Um, and you can like really pick and choose which which tools they have access to. Um, and you can also choose which MCP servers they get connected to which is also really really nice. Um, another really nice added uh aspect of like setting up all these agents is that you can also define um certain permission controls on a per tool basis. So you can decide that something like the file read tool um can just autoexecute whereas something like um executing bash or uh calling your databases MCP server um requires explicit approval from from your own end users.
Um once you configure that agent you also can configure an environment. Um these environments kind of define the template for how the sandboxes that claude has access to behave. So you can define whether or not you want those containers to have network access. Maybe you want to pre-install certain packages from npm or from uh pip. Um so you can kind of define that in your environment level. And today since we announced uh self-hosted environments and sandboxes, you can also bring your own sandboxes uh that don't just run on anthropics infrastructure. You can use something like Cloudflare or Modal or Versel um and use those out of the box or even your own um sandboxing fleet.
Um once you configure those two things, you can then just like get started on talking to to that agent, right? you you have an ID for your agent, you have an ID for your environment. That's kind of all you need to get started with a session. Um, and a session is just you can think of it as kind of like an ongoing conversation with you and Claude. It's the equivalent of going to claw.ai and clicking new or uh entering cloud code from your terminal. Um, once you do that, you can like start submitting events from your own end users.

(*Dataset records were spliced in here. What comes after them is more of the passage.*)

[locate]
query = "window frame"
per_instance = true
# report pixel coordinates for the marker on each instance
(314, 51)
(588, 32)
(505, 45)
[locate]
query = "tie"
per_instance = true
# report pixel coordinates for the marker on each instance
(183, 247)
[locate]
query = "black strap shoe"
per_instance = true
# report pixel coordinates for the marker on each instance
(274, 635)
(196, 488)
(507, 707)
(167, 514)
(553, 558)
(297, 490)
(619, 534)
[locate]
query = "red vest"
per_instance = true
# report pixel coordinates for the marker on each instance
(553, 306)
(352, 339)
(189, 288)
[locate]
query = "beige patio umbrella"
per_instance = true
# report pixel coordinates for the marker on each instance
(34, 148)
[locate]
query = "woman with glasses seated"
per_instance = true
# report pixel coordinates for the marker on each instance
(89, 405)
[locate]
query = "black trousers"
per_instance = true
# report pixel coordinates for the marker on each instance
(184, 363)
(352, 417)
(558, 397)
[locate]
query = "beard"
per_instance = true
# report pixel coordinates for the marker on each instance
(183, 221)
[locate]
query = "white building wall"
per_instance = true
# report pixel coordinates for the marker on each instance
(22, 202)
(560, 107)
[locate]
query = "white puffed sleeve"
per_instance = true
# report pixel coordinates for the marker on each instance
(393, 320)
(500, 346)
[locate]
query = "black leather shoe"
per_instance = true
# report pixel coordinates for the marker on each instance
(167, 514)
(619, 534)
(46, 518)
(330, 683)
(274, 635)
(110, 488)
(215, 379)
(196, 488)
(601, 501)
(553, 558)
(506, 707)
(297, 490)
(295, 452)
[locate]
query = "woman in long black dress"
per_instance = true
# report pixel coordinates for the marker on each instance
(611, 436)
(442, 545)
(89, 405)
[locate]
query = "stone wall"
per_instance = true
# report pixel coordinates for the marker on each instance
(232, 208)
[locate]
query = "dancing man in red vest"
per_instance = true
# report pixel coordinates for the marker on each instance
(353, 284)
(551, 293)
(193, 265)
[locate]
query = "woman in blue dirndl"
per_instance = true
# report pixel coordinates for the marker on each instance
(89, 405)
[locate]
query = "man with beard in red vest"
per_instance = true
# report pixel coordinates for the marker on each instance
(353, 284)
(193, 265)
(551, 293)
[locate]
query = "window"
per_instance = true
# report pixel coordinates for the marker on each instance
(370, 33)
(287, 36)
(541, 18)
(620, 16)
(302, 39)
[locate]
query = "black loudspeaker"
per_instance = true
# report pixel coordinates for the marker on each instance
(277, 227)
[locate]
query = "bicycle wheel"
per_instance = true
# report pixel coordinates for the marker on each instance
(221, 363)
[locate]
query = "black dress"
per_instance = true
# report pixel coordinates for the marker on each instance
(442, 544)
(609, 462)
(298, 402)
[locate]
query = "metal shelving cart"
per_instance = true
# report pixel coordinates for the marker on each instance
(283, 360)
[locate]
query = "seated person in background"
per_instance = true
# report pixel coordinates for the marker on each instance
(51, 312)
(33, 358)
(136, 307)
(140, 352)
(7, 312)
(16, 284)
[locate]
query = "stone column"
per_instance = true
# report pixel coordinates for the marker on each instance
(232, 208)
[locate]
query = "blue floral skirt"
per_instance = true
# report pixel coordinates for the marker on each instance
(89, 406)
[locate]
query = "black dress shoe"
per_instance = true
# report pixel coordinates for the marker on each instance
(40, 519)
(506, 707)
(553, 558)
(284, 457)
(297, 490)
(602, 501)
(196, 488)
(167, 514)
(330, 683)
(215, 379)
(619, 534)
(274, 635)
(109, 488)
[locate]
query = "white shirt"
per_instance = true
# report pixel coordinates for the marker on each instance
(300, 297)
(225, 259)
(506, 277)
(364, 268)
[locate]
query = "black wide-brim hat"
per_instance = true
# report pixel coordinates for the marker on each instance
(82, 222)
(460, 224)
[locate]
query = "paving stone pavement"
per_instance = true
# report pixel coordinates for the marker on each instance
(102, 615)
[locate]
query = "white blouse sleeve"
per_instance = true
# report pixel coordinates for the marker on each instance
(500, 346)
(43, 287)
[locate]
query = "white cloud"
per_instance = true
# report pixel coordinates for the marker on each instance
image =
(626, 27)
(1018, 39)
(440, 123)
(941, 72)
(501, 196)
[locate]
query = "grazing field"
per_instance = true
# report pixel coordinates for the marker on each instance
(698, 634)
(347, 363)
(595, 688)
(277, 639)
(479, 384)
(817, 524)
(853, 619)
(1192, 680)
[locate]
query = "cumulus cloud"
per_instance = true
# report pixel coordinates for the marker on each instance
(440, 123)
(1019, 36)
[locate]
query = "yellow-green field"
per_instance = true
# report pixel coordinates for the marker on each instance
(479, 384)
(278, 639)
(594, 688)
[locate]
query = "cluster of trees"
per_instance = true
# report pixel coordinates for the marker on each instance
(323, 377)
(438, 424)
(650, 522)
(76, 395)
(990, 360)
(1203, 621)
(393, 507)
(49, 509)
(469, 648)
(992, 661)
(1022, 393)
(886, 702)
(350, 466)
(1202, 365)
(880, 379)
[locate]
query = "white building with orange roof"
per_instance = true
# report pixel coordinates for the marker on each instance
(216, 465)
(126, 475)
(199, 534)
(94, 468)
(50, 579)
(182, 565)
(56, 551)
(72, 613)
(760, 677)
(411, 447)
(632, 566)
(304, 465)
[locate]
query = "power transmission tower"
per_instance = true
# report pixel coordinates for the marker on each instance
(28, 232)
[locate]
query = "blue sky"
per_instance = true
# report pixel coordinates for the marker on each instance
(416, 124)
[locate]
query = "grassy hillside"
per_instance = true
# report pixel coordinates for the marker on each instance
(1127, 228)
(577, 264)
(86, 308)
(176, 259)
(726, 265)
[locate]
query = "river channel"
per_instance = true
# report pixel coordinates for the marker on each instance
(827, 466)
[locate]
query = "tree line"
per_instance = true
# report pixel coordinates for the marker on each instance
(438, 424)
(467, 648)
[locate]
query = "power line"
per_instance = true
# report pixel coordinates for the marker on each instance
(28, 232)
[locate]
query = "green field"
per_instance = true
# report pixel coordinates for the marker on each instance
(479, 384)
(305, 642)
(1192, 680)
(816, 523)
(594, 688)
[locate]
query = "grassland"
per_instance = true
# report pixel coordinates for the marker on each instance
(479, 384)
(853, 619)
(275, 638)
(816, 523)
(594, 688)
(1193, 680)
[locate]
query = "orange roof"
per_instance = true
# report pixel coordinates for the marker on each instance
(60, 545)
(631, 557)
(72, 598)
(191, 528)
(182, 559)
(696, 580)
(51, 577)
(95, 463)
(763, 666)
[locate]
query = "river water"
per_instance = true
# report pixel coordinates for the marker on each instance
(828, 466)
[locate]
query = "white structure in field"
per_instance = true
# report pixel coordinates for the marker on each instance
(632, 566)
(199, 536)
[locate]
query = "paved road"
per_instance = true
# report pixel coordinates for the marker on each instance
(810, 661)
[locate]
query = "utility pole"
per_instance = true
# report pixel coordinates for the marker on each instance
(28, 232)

Something like them asking for something to to happen. Um, maybe you that that end user is asking for a PR to get put up. Um and that that all of that kind of happens on the session layer. Um and when you create these sessions, you can also include certain GitHub repositories that you want cla to have access to or um certain files that you might want to be preloaded into the container itself. Um so all of those will kind of be downloaded and and provisioned on on your behalf. Um and then finally there's just like the events, right?
Like these sessions are just like ongoing event streams uh where you submit messages from your client um and we return s responses that claude is processing them doing whatever it is that it's it needs to be doing. Um and that's that's effectively like the the four major aspects of cloud manage agents. There's a couple of other things um along the sides but those are like the main primitives that that you kind of have to worry about. So diving a little bit deeper into the events that we have um like I mentioned there's like user events.
These are things that you might want to submit from your own application. Maybe your user said something or maybe your platform just autosubmitted some sort of um user event. Um these can include images, documents, text, whatever it is that you need. Um you can also send interrupts from your own uh product, your your own platform. Um and you can use those in order to cut off Claude if if it was like going off on a bad tangent or or doing something wrong and you wanted to steer it. Um so you can kind of use that to prevent it from doing any sort of like dangerous action.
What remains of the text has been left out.